Subject: LUSA: Jailed ex-governor a scapegoat for Jakarta generals - Dili official

East Timor: Jailed ex-governor a scapegoat for Jakarta generals - Dili official

Macau, July 19, (Lusa) - Dili's interior minister has said Jakarta's imprisonment of East Timor's last Indonesian governor for atrocities committed in 1999 was no more than a cover-up "maneuver" aimed to spare the former occupier's military brass from facing justice.

Describing the former governor, Abílio Osório Soares, who began a three-year prison sentence Saturday, as a scapegoat "victim", Internal Administration Minister Rogério Lobato told reporters in Macau Sunday that Indonesian generals were those truly responsible for the pre-independence wave of killings and destruction.

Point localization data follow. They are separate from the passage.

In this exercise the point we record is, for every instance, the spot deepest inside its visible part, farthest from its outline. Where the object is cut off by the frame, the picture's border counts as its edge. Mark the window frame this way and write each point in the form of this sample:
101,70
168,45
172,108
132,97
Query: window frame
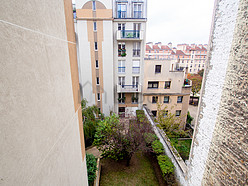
154,99
153,83
178,111
158,70
168,99
166,86
179,100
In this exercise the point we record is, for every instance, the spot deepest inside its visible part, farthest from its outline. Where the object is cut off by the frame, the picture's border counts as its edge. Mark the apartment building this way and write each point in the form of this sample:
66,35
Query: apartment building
94,29
166,86
111,41
192,57
41,141
129,29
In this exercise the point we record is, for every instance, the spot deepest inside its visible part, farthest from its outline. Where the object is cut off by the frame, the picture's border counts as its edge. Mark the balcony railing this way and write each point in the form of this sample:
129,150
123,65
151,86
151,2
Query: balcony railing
130,35
136,52
121,14
128,88
136,70
121,69
137,14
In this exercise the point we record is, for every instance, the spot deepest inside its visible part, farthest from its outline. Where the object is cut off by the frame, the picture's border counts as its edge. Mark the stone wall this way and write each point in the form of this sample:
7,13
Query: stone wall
227,162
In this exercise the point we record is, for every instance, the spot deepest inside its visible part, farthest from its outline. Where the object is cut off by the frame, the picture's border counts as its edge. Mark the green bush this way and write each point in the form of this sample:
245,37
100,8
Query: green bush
165,164
157,147
149,138
91,168
140,115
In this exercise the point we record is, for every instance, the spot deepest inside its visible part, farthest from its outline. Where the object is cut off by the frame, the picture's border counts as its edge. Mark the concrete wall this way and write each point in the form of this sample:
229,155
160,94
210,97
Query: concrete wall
219,154
40,111
228,154
87,37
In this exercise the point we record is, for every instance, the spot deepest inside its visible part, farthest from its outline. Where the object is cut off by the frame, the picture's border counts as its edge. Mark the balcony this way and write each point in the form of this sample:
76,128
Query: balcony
136,70
128,88
124,35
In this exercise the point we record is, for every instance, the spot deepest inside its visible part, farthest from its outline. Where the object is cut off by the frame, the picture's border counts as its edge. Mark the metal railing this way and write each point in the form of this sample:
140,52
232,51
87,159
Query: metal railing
130,34
121,69
136,70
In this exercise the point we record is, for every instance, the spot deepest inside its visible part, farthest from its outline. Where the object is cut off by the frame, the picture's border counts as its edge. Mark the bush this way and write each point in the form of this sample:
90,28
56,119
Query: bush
140,114
165,164
149,138
91,167
157,147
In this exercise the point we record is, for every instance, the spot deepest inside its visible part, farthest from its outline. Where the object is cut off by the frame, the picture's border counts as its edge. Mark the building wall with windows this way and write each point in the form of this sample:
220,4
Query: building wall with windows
41,141
167,87
129,29
192,57
95,48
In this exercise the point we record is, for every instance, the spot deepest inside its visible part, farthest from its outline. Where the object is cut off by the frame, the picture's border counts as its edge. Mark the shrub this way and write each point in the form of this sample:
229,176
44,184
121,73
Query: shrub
140,115
149,138
91,167
157,147
165,164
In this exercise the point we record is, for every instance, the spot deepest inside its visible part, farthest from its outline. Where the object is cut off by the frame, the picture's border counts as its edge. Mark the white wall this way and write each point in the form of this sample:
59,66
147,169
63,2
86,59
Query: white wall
85,62
108,67
39,141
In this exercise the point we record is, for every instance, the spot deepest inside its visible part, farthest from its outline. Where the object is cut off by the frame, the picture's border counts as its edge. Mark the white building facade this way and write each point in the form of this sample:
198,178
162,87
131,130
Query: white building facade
129,29
111,48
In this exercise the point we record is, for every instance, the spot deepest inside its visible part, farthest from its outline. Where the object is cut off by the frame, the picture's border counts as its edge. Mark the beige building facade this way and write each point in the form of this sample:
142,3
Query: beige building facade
41,141
166,86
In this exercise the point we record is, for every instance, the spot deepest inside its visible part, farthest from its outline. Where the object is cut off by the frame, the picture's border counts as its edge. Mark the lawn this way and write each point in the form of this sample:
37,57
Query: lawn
182,147
140,172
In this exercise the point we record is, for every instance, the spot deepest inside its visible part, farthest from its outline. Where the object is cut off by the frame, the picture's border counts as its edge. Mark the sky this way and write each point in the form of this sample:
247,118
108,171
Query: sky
179,21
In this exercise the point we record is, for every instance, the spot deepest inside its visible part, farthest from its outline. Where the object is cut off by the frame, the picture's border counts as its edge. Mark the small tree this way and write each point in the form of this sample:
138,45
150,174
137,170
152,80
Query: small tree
120,141
196,83
91,168
169,122
90,121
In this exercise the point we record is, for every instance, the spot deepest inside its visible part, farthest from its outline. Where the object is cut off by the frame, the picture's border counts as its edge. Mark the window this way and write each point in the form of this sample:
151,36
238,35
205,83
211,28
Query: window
167,84
122,50
121,98
135,81
95,43
180,99
136,49
153,84
121,10
121,66
97,81
121,81
94,26
154,112
135,98
136,67
137,10
121,26
178,113
154,99
121,110
93,5
157,68
166,113
166,99
97,65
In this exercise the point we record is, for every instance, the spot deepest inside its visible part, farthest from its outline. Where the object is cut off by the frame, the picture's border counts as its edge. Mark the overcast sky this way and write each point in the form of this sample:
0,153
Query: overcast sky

Soares had been Jakarta's last governor in the territory, Lobato said during the final Macau leg of a visit to China, "but those effectively in command were Indonesian generals, and they were truly the great motivators of the attacks and devastation" in East Timor.

Soares, a native of East Timor, entered Jakarta's Cipinang Prison Saturday afternoon, one day behind schedule, after losing a court appeal.

The first Indonesian official condemned by a Jakarta court for crimes against humanity in East Timor had earlier told an Indonesian newspaper he would not report to prison Friday voluntarily, insisting on his innocence and blaming the Indonesian military for the atrocities.

Soares, who had lived in the West Timor capital of Kupang while awaiting an appeals court ruling on his sentencing in 2002, had been scheduled to begin his three-year sentence on Friday.

Soares is one of six Indonesian officials, military officers and militia chiefs given light sentences by a special Jakarta human rights court for atrocities committed against East Timorese around the time of their August 1999 UN-sponsored independence plebiscite.

The five others, including notorious militia boss Eurico Guterres, remain free pending appeals.

Indonesia's scorched-earth campaign in 1999, mainly carried out by proxy militia gangs, left some 1,500 Timorese dead, destroyed more than 70 percent of the country's infrastructure and forced some 250,000 people to flee their homes.